Tarak Nat observa que unir todos esses parceiros foi um dos maiores desafios. As administrações distritais e a JSLPS mobilizaram os agricultores, as FPOs agregaram os produtos, o PRADAN aumentou a capacidade dos agricultores e organizou reuniões de compradores e vendedores, enquanto a APEDA, exportadores e parceiros logísticos os aconselharam sobre padrões de exportação, embalagem e transporte. Esta iniciativa demonstrou que, quando instituições governamentais, organizações comunitárias e compradores privados trabalham juntos, mesmo pequenos agricultores podem ter acesso a mercados de alta renda.
Atualmente, o programa abrange todos os 24 distritos de Jharkhand, quase 12.000 aldeias, 3.300 gram panchayats (conselhos de aldeia) e 264 blocos. Desses, 5.231 aldeias atingiram o estágio de produção, e cerca de 46.586 agricultoras estão se beneficiando diretamente dos pomares que começaram a dar frutos.

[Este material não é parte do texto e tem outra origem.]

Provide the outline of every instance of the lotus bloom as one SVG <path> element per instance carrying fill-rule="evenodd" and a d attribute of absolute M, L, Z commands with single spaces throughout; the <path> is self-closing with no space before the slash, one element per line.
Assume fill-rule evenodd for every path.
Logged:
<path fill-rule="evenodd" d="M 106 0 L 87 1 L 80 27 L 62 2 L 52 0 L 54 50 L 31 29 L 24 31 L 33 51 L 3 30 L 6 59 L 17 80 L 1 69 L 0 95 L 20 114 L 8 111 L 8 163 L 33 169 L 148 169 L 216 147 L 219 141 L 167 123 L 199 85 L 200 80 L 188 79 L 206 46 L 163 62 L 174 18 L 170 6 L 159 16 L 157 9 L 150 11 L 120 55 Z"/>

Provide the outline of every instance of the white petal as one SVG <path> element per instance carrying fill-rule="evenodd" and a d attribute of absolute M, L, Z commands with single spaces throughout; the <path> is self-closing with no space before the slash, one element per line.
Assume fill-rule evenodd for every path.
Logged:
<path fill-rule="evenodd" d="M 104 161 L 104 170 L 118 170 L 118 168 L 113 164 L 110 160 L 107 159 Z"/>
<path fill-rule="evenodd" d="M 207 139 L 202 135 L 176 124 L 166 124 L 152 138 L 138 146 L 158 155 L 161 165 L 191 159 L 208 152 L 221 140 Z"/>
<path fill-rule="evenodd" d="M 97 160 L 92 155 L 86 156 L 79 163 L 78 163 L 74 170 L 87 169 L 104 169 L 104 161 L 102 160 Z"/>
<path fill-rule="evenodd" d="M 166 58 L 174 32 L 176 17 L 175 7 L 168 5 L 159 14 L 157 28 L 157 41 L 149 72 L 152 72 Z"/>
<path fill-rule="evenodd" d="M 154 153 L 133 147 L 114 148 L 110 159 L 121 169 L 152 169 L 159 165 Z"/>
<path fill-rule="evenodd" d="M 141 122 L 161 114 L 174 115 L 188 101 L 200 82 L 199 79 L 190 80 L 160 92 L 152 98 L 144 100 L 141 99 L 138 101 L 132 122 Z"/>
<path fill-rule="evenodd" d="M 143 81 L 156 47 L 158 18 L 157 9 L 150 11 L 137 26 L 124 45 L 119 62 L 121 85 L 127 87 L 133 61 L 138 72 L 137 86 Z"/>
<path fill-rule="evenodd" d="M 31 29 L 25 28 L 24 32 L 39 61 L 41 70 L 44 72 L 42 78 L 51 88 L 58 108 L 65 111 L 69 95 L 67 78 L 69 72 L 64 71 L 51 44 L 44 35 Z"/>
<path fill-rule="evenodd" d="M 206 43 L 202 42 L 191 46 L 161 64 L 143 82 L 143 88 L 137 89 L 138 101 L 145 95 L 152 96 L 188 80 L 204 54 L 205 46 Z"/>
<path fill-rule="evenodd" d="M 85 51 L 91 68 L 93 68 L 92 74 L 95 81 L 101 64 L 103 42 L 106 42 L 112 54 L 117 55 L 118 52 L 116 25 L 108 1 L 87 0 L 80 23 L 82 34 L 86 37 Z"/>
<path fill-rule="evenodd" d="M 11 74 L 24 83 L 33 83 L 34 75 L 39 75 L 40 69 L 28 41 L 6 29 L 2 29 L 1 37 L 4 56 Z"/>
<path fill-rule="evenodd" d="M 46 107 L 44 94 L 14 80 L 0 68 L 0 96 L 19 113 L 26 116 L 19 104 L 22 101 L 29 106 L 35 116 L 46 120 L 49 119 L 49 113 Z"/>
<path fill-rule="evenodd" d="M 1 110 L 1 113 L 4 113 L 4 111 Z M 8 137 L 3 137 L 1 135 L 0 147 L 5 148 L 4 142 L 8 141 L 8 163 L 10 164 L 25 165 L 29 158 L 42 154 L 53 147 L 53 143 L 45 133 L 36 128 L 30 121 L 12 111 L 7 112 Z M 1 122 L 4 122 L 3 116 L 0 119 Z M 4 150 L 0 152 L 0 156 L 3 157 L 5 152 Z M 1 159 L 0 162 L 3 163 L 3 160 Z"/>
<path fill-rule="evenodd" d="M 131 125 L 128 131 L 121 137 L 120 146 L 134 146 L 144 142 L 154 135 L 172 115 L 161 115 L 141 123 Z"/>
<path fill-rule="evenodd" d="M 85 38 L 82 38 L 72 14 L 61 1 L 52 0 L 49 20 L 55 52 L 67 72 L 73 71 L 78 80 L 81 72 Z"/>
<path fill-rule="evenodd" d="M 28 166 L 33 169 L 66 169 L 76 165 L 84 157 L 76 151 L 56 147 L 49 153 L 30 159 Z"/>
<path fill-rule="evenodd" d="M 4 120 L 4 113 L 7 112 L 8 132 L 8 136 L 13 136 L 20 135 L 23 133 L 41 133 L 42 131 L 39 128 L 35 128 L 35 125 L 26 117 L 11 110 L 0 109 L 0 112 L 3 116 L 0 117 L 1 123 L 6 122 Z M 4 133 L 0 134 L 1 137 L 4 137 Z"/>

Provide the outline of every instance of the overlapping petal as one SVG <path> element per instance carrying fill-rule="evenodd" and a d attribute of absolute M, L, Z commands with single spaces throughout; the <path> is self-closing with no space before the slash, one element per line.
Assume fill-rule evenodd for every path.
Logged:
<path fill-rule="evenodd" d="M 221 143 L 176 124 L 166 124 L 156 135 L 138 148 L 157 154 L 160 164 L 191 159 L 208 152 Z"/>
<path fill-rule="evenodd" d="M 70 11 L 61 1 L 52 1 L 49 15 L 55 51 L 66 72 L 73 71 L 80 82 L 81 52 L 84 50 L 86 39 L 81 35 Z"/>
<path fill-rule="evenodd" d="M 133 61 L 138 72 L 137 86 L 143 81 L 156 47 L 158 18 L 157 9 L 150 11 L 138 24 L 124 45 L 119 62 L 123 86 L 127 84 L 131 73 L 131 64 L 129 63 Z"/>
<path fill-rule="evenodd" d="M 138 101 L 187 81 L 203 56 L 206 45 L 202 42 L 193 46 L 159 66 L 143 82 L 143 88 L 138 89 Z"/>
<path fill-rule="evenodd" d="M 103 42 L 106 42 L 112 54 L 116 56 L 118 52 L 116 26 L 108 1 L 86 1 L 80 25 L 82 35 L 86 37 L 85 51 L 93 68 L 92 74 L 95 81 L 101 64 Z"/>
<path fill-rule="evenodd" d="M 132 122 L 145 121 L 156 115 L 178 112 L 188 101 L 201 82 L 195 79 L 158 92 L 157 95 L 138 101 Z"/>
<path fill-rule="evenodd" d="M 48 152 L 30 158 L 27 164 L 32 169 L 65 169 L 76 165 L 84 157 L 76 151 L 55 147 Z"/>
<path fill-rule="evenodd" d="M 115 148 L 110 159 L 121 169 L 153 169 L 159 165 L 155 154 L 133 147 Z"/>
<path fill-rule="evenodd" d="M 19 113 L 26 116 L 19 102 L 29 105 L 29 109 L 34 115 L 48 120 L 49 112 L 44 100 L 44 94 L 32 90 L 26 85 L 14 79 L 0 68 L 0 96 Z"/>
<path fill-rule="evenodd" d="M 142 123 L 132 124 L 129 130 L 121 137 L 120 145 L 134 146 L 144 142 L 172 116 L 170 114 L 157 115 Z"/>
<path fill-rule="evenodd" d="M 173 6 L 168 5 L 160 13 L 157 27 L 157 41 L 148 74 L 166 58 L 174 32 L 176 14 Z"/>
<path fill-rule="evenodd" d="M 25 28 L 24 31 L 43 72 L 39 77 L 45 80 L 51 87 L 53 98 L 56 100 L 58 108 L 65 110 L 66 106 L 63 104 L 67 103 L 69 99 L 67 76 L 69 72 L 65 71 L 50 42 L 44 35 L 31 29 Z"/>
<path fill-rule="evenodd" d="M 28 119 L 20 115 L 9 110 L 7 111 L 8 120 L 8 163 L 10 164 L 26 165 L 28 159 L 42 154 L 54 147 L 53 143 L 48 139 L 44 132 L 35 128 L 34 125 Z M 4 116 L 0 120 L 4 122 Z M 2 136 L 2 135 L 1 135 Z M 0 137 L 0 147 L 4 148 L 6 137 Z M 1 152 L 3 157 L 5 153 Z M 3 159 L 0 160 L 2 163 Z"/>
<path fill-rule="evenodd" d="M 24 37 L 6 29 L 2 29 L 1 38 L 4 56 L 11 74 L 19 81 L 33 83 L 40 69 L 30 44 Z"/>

Uma rede de 37 FPOs, representando 11.347 agricultores membros, apoia a agregação, o aumento do valor agregado e o marketing. Juntos, exportaram 15,8 toneladas métricas de manga Amrapali em nove lotes. Entre eles, 3,5 toneladas métricas de Gumla para Dubai e Itália, uma tonelada métrica de Deogara para Dubai, seis toneladas métricas de Ramgarh para Londres e Dubai, 1,6 toneladas métricas de Simdega para Londres e Itália, 1,2 toneladas métricas de Jamshedpur para Londres e 1,5 toneladas métricas de Lohardaga para Dubai.
As FPOs também conectam os agricultores a compradores organizados e varejistas, incluindo Agri Arjuna AI, Apna Mart, Sabri AI, KissanSay, Urvi Mart, Amrai, BigBasket, Blinkit e Reliance, bem como a mercados urbanos, como Ranchi. Agora os agricultores têm várias opções durante a época da colheita em vez de depender de um único comprador local.
Tarak Nat conclui que o sucesso desta iniciativa não reside apenas na exportação. Reside em ajudar as famílias a ganhar dinheiro com ativos produtivos criados em suas próprias terras. Essa renda sustenta a educação, a saúde e a nutrição das crianças.